Jedes ihrer Worte eine Lüge. Noah rümpfte die Nase. Obwohl er instinktiv von ihr zurückweichen wollte, lehnte er sich nach vorne. Ihr Gestank nach Angstschweiß verursachte ihm Übelkeit. Die Finsternis kroch über ihren Hals wie Schlangen.

»Du wirst sowieso sterben«, flüsterte er. Ihre Schultern bebten. »Also erleichtere dein Gewissen und sag mir, was du getan hast. Bist du Teil der Caradain?«

Sie hob den Kopf. Dunkle Augen voll Verzweiflung. Tränen liefen über ihre Wangen. Noah blinzelte. Etwas war anders als bei seinen anderen Befragungen. Ihr verständnisloser Blick brannte sich in sein Innerstes. Ein seltsam beklemmendes Gefühl erfasste ihn, und er spürte den Drang, ihr die strähnigen Haare aus dem Gesicht zu streichen. Sofort zuckte er zurück, erhob sich. Mit einer fahrigen Bewegung schob er sich die blonden Haare aus dem Gesicht.

»Ich habe nichts getan«, flüsterte sie. Die dunklen Linien erreichten ihren Mund, krochen über ihre Wangen. »Gar nichts.«

Ihre Lippen bebten. Dann sackte die Frau zusammen. Sie atmete nicht mehr.

2 Karens Ghost & Witchery Tours

»Oh, ein Geschäftsausflug am Freitag. Touren außerhalb des regulären Plans liebe ich ja besonders. Und schon wieder die Samstagstour?« Erin stieß einen Schwall Luft aus.

»Wenigstens sind wir zusammen«, bot Leo, der neben ihr stand, als Trost an und zog einen Mundwinkel nach oben. Erin warf ihm einen zweifelnden Blick zu, während er weiterhin den Zettel studierte, der mit einer Reißzwecke an eine Korkwand gepinnt war.

Leos Haare schimmerten schwarzblau wie das Gefieder der Raben, die auf den Dächern Edinburghs thronten. Seine Augen waren ebenso dunkel, die Lippen voll, seine Ohren ein klein wenig zu groß, aber irgendwie mochte Erin das. Sie gaben seinem sonst perfekten Gesicht einen Akzent Besonderheit. Sein sehniger Körper steckte in einem langen schwarzen Mantel.
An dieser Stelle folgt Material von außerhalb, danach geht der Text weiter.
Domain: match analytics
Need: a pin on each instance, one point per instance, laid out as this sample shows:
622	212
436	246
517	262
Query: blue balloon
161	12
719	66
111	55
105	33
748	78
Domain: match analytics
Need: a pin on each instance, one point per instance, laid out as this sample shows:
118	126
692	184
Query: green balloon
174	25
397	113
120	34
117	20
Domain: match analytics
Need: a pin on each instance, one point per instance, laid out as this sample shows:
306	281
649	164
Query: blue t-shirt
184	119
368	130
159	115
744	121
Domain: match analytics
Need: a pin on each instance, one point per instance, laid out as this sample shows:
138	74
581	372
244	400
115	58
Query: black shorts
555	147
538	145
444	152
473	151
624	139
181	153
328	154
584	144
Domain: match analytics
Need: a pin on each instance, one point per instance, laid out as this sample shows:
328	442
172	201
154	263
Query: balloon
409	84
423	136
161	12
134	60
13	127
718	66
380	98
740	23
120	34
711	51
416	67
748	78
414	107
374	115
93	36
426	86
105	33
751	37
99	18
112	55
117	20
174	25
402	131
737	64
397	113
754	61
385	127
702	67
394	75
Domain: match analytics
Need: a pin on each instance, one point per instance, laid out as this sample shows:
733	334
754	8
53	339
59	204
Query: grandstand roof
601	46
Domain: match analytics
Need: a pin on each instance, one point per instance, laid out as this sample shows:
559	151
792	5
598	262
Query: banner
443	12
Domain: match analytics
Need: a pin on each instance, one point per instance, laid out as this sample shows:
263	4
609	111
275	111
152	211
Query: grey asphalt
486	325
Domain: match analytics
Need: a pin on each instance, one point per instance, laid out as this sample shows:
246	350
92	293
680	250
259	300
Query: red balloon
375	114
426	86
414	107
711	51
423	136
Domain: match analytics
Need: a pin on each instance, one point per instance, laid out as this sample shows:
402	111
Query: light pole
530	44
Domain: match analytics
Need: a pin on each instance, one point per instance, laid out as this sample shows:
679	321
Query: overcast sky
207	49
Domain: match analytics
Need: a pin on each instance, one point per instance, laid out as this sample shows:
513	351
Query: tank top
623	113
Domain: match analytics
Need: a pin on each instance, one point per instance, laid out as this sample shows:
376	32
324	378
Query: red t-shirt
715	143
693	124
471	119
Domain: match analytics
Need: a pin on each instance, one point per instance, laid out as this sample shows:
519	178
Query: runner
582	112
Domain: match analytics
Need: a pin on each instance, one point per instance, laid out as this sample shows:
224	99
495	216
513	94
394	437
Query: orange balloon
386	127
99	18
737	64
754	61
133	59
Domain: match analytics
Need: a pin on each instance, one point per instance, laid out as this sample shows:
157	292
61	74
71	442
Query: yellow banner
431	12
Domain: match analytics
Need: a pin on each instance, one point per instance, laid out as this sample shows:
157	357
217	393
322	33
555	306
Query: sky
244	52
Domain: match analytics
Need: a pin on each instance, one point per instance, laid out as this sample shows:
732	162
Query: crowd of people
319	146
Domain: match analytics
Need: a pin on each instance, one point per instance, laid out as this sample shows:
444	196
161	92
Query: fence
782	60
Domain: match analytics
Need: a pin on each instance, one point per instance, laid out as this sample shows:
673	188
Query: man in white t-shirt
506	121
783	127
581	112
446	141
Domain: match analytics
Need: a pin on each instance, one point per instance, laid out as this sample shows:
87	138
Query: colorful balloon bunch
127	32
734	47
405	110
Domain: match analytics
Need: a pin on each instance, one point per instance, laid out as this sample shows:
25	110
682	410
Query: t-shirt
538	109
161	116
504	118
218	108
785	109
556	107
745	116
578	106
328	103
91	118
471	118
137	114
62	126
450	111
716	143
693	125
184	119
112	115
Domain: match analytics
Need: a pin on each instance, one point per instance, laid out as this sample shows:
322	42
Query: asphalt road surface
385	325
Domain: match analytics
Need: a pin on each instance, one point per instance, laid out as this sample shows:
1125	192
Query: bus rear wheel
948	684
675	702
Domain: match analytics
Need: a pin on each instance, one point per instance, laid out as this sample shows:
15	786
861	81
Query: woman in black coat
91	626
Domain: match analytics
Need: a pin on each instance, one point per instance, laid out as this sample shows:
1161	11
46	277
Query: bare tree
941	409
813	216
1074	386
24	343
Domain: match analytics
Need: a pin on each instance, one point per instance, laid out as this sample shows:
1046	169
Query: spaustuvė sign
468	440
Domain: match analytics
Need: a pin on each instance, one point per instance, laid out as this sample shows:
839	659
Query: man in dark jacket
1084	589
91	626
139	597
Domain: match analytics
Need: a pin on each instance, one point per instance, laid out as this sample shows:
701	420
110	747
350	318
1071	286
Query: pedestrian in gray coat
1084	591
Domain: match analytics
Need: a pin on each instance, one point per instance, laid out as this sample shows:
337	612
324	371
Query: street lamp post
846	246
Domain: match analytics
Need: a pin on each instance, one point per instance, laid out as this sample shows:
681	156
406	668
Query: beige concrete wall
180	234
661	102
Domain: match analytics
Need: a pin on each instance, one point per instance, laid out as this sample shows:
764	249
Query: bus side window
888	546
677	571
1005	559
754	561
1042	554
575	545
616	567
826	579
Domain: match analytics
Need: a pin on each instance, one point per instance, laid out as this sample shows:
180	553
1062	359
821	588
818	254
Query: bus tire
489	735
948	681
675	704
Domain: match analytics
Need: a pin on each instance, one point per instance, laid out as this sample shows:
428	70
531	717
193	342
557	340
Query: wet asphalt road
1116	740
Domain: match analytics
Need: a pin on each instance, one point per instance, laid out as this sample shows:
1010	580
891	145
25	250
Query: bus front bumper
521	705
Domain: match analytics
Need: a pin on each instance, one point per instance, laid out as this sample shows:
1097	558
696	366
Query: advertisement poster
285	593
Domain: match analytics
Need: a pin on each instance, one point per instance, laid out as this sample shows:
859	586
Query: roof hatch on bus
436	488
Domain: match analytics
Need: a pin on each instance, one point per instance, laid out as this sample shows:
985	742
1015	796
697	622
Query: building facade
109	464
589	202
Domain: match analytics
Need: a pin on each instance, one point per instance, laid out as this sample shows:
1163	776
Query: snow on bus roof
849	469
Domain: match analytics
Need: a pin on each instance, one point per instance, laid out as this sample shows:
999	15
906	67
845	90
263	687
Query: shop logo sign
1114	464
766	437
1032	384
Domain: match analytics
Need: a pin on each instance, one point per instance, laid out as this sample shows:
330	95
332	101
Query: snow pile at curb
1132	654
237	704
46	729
Plötzlich drehte er den Kopf zu ihr, und sie sah schnell wieder auf die Tabelle mit den Namen, die in Karens krakeliger Handschrift auf dem Papier standen.

»Wenigstens das«, bestätigte sie und wurde das Gefühl nicht los, dass er sich nicht wirklich darüber freute. Obwohl sie seit einem Dreivierteljahr wöchentlich gemeinsam eine Tour veranstalteten, wusste Erin kaum etwas über Leo. Er tauchte erst dann auf, wenn bereits Kunden anwesend waren, und verabschiedete sich, sobald der letzte neugierige Fragesteller ging. Zu gemeinsamen Pubabenden mit den anderen Angestellten kam er nie, und heute war erst das zweite Mal, dass Erin ihn zufällig bei Karens Ghost & Witchery Tours sah.

In dem kleinen Ladenbüro gab es nicht mehr als einen alten, länglichen Tisch, zwei Stühle auf jeder Seite und mehrere Broschüren, welche die angebotenen Touren mit mehr oder weniger professionellen Bildern illustrierten. Menschen mit angemalten Gesichtern und weißen Bettlaken, Vampire mit falschen Zähnen und Kunstblut am Kinn, ein unbearbeitetes Foto eines verwitterten Grabsteins.

Die namensgebende Karen saß, ein Buch lesend, auf einem der Stühle und würdigte sie keines Blickes. Sie war gut zehn Jahre älter als Erin, hatte sehr helle Haut, viele Sommersprossen und eisgraue Augen. Ihr rotblonder Pony fiel ihr ins Gesicht, aber das schien sie nicht zu bemerken, so gefesselt war sie von dem Thriller auf ihrem Schoß.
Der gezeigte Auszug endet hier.